The team spent the day helping with a variety of tasks including path clearing, planting sphagnum moss and transplanting cotton grass. Elaine Dunlop, Whitecroft employee and volunteer said “You don’t realise the amount of work that goes into the day-to-day tasks at Little Woolden Moss.”, when she was asked what she enjoyed the most about the experience Elaine joked “The best part of the day was getting in some dry clothes and out of the rain!” adding “But also, the sense of achievement at what we had done and giving something back to the community.”
By the end of the day the team had cleared a section of path that had become overgrown and was almost impassable, and planted up an area around a small pool to encourage wildlife and provide protection for visiting insects.
The team ended the day exhausted but satisfied, in muddy wellies and waterproofs which turned out to be not so waterproof!

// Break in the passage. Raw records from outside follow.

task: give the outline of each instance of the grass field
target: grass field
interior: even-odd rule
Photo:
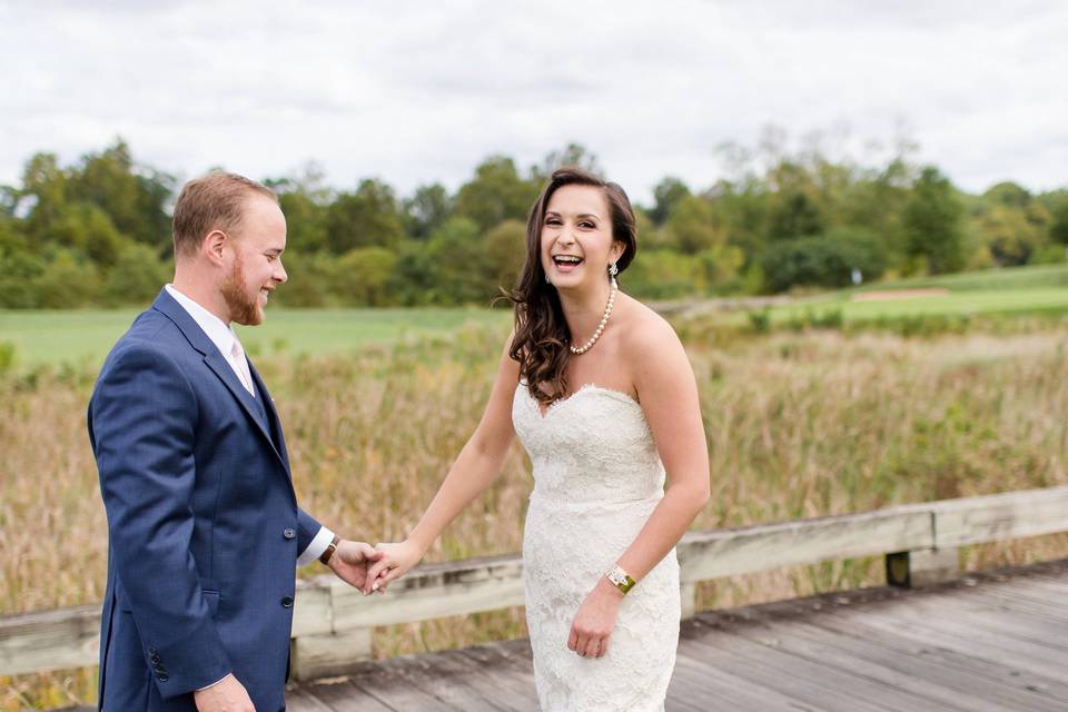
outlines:
[[[945,289],[941,296],[857,301],[870,291]],[[139,309],[0,310],[0,343],[14,345],[18,369],[42,364],[96,368]],[[773,324],[840,312],[843,322],[908,316],[1068,315],[1068,266],[1006,269],[883,281],[798,299],[769,312]],[[255,328],[238,327],[253,356],[344,353],[367,344],[446,335],[464,324],[503,325],[506,308],[286,309],[268,308]],[[745,315],[723,316],[744,324]]]
[[[936,287],[937,288],[937,287]],[[1068,287],[947,291],[942,295],[904,296],[872,301],[853,300],[857,293],[833,293],[819,299],[775,307],[774,322],[809,312],[840,310],[846,322],[904,316],[1002,316],[1017,314],[1068,314]]]
[[[411,531],[481,416],[507,325],[345,356],[257,359],[271,385],[301,505],[354,537]],[[774,333],[691,342],[713,497],[699,528],[1068,484],[1068,335],[1046,329],[909,339]],[[0,614],[99,601],[107,527],[85,434],[93,372],[0,378]],[[429,561],[516,552],[530,465],[501,477]],[[42,542],[44,544],[42,545]],[[971,548],[981,568],[1068,554],[1068,536]],[[699,604],[874,585],[877,558],[702,584]],[[317,573],[309,567],[305,573]],[[387,656],[524,634],[521,609],[375,633]],[[0,710],[91,702],[93,671],[0,679]]]
[[[820,300],[856,309],[847,318],[982,313],[1026,326],[1005,333],[971,323],[966,333],[929,338],[782,329],[713,342],[688,323],[680,333],[698,378],[713,491],[695,527],[1068,484],[1068,330],[1019,317],[1068,310],[1068,289],[1049,281],[1059,279],[1052,271],[1041,273],[1045,284],[1021,287],[1020,274],[973,276],[967,284],[981,286],[967,289],[901,287],[949,289],[941,297],[862,303],[846,291]],[[785,316],[774,318],[805,308],[814,306],[780,307]],[[23,364],[75,364],[0,374],[0,614],[102,595],[107,526],[85,407],[99,359],[132,314],[0,313],[0,342],[18,343]],[[482,414],[508,320],[506,310],[488,309],[279,309],[243,332],[286,424],[301,505],[348,536],[388,541],[411,531]],[[515,446],[428,560],[518,551],[531,485]],[[1066,554],[1068,535],[1058,535],[968,548],[963,563]],[[874,585],[881,565],[863,558],[708,582],[699,604]],[[380,629],[375,653],[524,632],[522,610],[513,609]],[[0,678],[0,710],[91,703],[93,675]]]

“Being out in the open and in the fresh air gives you a feel good factor and is great for anyone’s mental health and wellbeing. I’m really looking forward to helping out on any more opportunities like this, rain or shine” Elaine Dunlop, Whitecroft Lighting Stores Administrator
A Manchester based company, Whitecroft is surround by peatland habitats and understands the value healthy bogs have, not only as carbon stores (peatlands have the ability to store twice as much carbon as rainforests) but also as giant sponges, soaking up water and reducing flood risk. But restoring and maintaining peatland is intense work for which the Trust relies heavily on the support of volunteers and corporate groups.

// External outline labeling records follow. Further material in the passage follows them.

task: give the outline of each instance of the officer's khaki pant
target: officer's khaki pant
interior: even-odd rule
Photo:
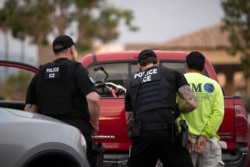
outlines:
[[[196,142],[196,138],[193,137]],[[192,152],[192,161],[194,167],[222,167],[224,163],[222,161],[221,146],[217,139],[212,138],[206,142],[205,151],[202,154]]]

Sarah Johnson, Lancashire Wildlife Trust Peatland Programme Manager said “Volunteers are absolutely vital to our work here at Lancashire Wildlife Trust. Without them many of our restoration works simply couldn't be completed. Especially when we are working on fragile sites, many jobs need to be done by hand and so without a dedicated volunteer workforce we simply wouldn't have the manpower to complete them.” And the benefits aren’t just for the bogs, “But not only that, our volunteers bring life and excitement to our sites, whether it's their first time volunteering with us, or they have been coming for years, volunteer days are always a highlight of our work.” Sarah added.
Whitecroft will continue to support the Lancashire Wildlife Trust with another group of employees will be heading out to lend a hand over the coming weeks.